Говорят, что правительство, поступив таким образом, думало поступить снисходительно; этому очень верю, ибо нет в том сомнения, что оно могло поступить несравненно хуже. Говорят также, что публика крайне была оскорблена некоторыми выражениями моего письма, и это очень может статься; странно, однако ж, что сочинение, в продолжение многих лет читанное и перечитанное в подлиннике, где, разумеется, каждая мысль выражена несравненно сильнее, никогда никого не оскорбляло, в слабом же переводе всех поразило! Это, я думаю, должно отчасти приписать действию печати: известно, что печатное легче разбирать писаного.
Вот, впрочем, настоящий вид вещи. Письмо написано было не для публики, с которою я никогда не желал иметь дела, и это видно из каждой строки оного; вышло оно в свет по странному случаю, в котором участие автора ничтожно; журналист, очевидно, воспользовался неопытностью автора в делах книгопечатания, желая, как он сам сказывал, «оживить свой дремлющий журнал или похоронить его с честию»; наконец, дело все принадлежит издателю, а не сочинителю, которому, конечно, не могло прийти в голову явиться перед публикою в дурном переводе, в то время как он давным-давно пользовался на другом языке, и даже не в одном своем отечестве, именем хорошего писателя.
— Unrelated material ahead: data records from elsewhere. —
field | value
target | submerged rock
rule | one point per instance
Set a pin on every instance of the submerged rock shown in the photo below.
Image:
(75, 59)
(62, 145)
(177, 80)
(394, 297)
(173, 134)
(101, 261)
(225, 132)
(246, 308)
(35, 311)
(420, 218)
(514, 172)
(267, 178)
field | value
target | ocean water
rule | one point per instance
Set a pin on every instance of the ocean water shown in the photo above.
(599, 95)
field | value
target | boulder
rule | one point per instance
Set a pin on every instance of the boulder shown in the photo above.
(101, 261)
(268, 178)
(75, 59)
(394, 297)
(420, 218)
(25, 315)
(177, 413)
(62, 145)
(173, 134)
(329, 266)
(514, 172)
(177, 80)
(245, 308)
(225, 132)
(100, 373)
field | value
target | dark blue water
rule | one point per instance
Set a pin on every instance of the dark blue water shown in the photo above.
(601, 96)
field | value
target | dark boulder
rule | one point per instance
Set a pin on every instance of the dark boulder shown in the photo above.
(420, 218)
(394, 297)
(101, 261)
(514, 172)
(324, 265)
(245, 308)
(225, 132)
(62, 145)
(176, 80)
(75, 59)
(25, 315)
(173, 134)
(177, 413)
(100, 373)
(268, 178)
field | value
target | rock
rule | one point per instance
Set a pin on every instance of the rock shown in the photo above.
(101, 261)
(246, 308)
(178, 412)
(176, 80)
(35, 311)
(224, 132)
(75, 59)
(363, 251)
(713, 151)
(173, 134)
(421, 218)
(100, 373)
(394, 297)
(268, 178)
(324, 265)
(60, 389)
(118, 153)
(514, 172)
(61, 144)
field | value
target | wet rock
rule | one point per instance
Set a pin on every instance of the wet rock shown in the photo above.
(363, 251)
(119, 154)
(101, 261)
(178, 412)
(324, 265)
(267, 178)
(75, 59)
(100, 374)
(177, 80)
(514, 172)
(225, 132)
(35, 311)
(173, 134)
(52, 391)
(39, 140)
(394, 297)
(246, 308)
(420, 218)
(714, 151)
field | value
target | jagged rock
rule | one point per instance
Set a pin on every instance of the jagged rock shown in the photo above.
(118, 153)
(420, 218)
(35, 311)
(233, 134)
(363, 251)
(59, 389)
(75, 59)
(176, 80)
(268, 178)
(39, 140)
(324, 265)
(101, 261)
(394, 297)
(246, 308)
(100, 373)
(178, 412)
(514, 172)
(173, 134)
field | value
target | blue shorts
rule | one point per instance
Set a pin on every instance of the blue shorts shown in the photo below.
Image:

Итак, правительство преследует не поступок автора, а его мнения. Тут естественно приходит на мысль то обстоятельство, что эти мнения, выраженные автором за шесть лет тому назад, может быть, ему вовсе теперь не принадлежат и что его образ мыслей, может быть, совершенно противоречит прежним его мнениям, но об этом, по-видимому, правительство не имело времени подумать и даже второпях не спросило автора, признает ли он себя автором статьи или нет. Правда, что при всем том на авторе лежит ответственность за согласие, легкомысленно им данное, то есть за одни эти слова: «пожалуй, печатайте»; но спрашивается: могут ли одни эти слова составить «corpus delicti»[66], и если могут, то соразмерно ли наказание с преступлением? На это, думаю, отвечать довольно трудно.